Family gatherings, reunions, vacations, and visits from friends can all be special times for folks to sit around the living room for some chitchat and catching up. For most families and friends, these occasions are filled with opportunities for togetherness, laughter and memories, but they can also be filled with stress, frustration and sadness for those touched by Alzheimer’s disease or a related dementia.
Here are some tips that may help to make these seasonal gatherings happy and upbeat for everyone.

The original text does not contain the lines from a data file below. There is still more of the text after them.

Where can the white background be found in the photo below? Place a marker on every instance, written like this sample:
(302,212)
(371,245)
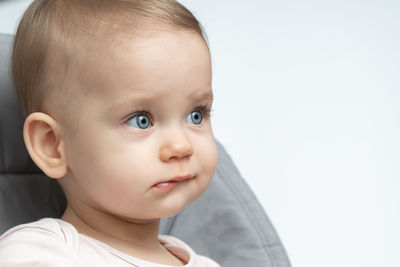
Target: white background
(307,98)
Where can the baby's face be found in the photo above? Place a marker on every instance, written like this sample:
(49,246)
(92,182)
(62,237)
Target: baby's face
(142,147)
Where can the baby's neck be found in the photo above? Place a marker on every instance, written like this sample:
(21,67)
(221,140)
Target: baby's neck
(135,238)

- Arrange a face-to-face meeting or long-distance phone call with family and friends to discuss the upcoming gathering. Make sure that everyone understands your caregiving situation and has realistic expectations about what you can and cannot do.
- When hosting, give yourself permission to do only what you can reasonably manage. If having company for an entire week is more than you can handle, consider making the visit a little shorter, or send a list of suggested alternative accommodations nearby.
- When visiting, request any necessary preparations in advance, such as having certain foods in the refrigerator and bedroom space set up. If it would be helpful, ask your hosts to label important areas, like the bathroom and bedroom, with signs.
- Stay as close to a normal routine as possible. For example, bathing and eating times should be on a similar schedule to what they are at home. Eating in familiar settings, such as a dining room table, may be less confusing than eating at a crowded, noisy restaurant.
Familiarize others with your situation by writing a letter or email. Here are some ways to phrase your concerns:
- I’m writing this letter to let you know how things are going at our house. While we’re looking forward to your visit, we thought it might be helpful if you understood our current situation before you arrive.
- You may notice that ___ has changed since you last saw him/her. Among the changes you may notice are ___. I’ve enclosed a picture so you know how ___ looks now.
- Because ___ sometimes has problems remembering and thinking clearly, his/her behavior is a little unpredictable.
- Please understand that ___ may not remember who you are and may confuse you with someone else. Please don’t feel offended by this. He/she appreciates your being with us and so do I.
- Please treat ___ as you would any person. A warm smile and a gentle touch on ___ the shoulder or hand will be appreciated more than you know.
- I would ask that you call before you come to visit or when you’re nearby so we can prepare for your arrival.
Involve the person with dementia
Involve the person in safe, manageable family gatherings and activities. Begin slowly by asking the person to help you set the table, wrap packages, prepare food, or hand you decorations. (Avoid using candies, artificial fruits/vegetables or other edibles as decorations. Blinking lights may confuse or scare the person.)
Maintain the person’s normal routine so that preparations don’t become disruptive or confusing. Taking on too many tasks can be stressful for you and the person with dementia.
Try to be flexible
Consider celebrating with lunch or brunch, rather than an evening meal, to work around the evening confusion.
Think of positive ways to modify favorite family traditions or even start new ones.
Allow time to de-stress
Try to work in downtime between activities to avoid the feeling of non-stop frenzy.
Prepare for a post-gathering letdown. Arrange for in-home care through a company like Home Care Solutions (http://bit.ly/12ExdyC). You, as the caregiver, can enjoy a movie or lunch with a friend and reduce post-gathering stress.
Family celebrations are opportunities to share time with the people you love. Try to make these events easy on yourself and the person with Alzheimer’s disease so you can concentrate on enjoying your time together.